In Deutschland bildeten sich zwei Kompatibilitätsstrategien heraus:

- Anbieter wie Amdahl, NAS und BASF mit ihren Hitachi-CPUs sind vollständig auf die IBM-Betriebssysteme ausgerichtet.

- Die von Siemens vertriebenen Fujitsu-Rechner sowie Nixdorfs 8890-Maschine mit israelischer Elbit-CPU verwenden IBM-nahe Betriebssysteme. Die hauseigene Systemsoftware (bei Siemens BS3000; Nidos in Paderborn) unterscheidet sich durch zusätzliche Merkmale von den IBM-Originalen.

Einen nahezu problemlosen Übergang garantieren somit die Plug-Kompatiblen denjenigen Anwendern, die sich aus der IBM-Umarmung lösen wollen. Gleichzeitig verheißen alle PCMs reumütigen Fremdgängern eine unbeschwerliche Rückkehr zur blauen Ziehmutter. Das er seine Kunden halten will, bestreitet indes kein IBM-Konkurrent. Nixdorf und Siemens hingegen sind die einzigen, die keinen Hehl daraus machen. Betriebssysteme wie Nidos oder BS3000 ermöglichen zwar eine Rückkehr zu IBM - aber nur dann, wenn der Anwender auf zusätzliche Funktionen von vornherein verzichtet.

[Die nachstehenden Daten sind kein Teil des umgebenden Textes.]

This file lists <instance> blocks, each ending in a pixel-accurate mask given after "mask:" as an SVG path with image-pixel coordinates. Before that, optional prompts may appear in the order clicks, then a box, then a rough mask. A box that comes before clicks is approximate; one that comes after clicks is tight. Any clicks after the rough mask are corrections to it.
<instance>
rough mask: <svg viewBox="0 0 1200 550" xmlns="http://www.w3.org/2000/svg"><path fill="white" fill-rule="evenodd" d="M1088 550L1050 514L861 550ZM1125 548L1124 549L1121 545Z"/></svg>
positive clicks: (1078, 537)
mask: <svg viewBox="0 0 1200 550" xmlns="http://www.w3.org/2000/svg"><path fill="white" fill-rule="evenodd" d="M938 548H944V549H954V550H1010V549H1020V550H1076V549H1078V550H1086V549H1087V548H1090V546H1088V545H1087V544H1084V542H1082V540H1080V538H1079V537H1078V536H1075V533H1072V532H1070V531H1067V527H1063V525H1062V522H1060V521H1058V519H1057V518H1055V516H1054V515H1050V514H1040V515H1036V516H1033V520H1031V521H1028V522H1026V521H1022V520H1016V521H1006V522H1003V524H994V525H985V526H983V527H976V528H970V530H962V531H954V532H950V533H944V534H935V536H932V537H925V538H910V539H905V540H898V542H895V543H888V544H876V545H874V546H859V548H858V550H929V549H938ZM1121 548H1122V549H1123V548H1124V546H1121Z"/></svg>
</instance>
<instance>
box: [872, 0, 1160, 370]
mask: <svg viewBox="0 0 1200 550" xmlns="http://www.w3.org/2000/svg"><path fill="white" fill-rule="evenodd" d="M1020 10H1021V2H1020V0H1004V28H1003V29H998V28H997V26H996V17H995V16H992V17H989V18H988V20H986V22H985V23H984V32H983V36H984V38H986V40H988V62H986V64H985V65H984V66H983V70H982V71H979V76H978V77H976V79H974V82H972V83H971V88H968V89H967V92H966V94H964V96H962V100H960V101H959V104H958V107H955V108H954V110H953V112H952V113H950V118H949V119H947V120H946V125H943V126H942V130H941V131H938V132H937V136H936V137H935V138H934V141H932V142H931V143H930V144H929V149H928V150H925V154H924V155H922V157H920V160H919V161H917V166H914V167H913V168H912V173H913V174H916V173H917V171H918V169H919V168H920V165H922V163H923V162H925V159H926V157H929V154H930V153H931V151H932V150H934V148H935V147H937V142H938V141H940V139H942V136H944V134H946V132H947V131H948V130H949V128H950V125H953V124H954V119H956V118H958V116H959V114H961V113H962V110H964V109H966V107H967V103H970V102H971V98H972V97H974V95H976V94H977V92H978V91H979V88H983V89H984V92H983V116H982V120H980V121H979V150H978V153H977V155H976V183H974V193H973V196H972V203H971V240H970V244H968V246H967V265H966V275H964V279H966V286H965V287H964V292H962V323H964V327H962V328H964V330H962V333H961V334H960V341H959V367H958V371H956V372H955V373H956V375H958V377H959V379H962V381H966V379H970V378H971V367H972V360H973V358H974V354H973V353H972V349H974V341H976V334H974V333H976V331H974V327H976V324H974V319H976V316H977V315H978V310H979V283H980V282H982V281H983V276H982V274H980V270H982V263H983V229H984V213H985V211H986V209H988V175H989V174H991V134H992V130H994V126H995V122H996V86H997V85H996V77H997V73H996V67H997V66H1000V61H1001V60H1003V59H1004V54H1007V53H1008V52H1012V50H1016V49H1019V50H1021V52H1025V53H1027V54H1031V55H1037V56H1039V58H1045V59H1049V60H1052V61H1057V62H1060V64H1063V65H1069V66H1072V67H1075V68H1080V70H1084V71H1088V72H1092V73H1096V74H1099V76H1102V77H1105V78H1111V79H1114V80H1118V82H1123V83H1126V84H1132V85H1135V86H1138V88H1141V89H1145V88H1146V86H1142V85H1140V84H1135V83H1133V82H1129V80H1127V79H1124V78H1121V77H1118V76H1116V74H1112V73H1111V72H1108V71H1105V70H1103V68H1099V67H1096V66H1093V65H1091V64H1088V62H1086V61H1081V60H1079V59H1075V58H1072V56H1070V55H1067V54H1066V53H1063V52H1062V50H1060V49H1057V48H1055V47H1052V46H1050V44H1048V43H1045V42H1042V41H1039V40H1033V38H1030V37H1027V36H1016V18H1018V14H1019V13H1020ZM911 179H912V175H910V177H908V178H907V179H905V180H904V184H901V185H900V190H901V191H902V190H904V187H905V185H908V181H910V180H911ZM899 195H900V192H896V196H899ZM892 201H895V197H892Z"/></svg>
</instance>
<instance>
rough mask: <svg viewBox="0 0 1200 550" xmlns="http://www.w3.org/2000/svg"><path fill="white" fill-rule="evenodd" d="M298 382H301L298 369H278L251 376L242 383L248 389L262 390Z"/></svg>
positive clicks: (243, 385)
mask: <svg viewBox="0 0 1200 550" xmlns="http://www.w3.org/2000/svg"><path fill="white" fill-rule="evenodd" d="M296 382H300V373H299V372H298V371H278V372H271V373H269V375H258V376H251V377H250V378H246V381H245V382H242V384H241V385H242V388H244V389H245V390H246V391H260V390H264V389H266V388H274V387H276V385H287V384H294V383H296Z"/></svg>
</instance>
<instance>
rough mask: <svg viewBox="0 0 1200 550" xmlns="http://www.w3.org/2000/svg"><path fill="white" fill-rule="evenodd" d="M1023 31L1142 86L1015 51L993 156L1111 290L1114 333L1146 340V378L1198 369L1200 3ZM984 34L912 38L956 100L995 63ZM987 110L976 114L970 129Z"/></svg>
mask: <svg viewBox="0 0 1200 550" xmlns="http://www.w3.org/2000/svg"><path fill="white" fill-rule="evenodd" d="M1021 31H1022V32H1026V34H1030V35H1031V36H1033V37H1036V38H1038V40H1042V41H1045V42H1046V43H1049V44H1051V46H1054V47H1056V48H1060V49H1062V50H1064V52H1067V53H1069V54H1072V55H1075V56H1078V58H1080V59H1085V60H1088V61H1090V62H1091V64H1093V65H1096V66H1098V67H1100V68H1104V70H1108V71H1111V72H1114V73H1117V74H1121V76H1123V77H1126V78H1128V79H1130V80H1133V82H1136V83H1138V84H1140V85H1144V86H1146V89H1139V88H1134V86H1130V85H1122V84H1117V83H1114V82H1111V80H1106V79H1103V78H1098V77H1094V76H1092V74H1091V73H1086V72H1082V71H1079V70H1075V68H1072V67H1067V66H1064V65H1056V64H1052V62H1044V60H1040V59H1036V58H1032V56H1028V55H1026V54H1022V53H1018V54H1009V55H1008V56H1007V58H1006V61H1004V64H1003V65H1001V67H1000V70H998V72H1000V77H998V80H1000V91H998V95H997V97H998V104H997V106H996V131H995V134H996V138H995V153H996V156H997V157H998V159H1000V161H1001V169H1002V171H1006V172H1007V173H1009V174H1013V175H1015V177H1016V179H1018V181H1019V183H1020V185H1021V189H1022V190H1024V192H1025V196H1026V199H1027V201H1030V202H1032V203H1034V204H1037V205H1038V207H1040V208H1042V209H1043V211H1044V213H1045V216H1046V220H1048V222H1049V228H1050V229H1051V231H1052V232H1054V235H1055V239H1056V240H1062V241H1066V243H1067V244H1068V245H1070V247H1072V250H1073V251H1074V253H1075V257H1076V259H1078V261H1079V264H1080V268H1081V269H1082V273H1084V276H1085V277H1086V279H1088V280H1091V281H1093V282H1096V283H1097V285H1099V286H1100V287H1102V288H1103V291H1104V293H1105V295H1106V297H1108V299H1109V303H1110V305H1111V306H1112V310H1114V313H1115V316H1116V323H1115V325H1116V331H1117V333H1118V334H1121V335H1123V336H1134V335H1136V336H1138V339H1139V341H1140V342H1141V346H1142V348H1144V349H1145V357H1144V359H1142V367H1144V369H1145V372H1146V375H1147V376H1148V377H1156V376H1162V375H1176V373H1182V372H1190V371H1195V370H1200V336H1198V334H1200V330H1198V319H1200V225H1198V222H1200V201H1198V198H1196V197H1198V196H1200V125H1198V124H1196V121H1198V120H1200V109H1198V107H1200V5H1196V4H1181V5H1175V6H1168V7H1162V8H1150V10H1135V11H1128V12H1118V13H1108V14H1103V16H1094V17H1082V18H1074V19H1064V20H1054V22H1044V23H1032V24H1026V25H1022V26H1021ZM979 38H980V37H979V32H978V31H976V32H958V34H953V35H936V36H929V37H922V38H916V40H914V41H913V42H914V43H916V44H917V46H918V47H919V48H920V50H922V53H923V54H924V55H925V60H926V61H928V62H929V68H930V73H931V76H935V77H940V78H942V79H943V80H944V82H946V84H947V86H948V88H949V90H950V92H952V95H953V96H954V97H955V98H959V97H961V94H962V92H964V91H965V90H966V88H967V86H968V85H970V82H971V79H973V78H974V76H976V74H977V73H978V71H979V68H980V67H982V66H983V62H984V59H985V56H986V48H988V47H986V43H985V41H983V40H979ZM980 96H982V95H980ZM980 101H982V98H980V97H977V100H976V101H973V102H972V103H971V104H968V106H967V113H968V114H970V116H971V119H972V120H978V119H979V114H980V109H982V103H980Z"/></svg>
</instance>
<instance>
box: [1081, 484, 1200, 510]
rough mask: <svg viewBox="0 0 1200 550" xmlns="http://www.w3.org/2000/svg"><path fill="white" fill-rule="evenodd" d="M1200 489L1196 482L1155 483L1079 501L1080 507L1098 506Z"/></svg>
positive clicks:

Den Aktivitäten der PCM-Industrie steht die IBM nach Ansicht von Marktbeobachtern relativ machtlos gegenüber. Zwar gelang es dem Marktführer, durch seine "79er Offensive" (4300-Ankündigung) die PCMer bis ins Mark zu erschüttern. Zahlreiche Antitrust-Verfahren hätten IBM jedoch weltweit psychologisch in die Defensive gedrängt, analysiert Diebold in seinem PCM-Bericht. In der Öffentlichkeit müsse IBM auf Teufel komm raus den Eindruck monopolistischer Marktpolitik vermeiden. Dieser Druck komme den PCMs zweifelsohne zugute. Branchen-Insider sind sich einig: Wenn die DV-Anwender bereit sind, beim Hardware-Poker mitzusetzen, statt sich auf reines Applaudieren zu beschränken, hat die PCM-Industrie gute Chancen, weiter an Boden zu gewinnen. Je stärker sich allerdings die DV-Gewinne der Mainframer auf Software und Dienstleistungen stützen, um so mehr müssen die PCMs bemüht sein, eine profitable Ergänzung zur Billig-Hardware zu finden.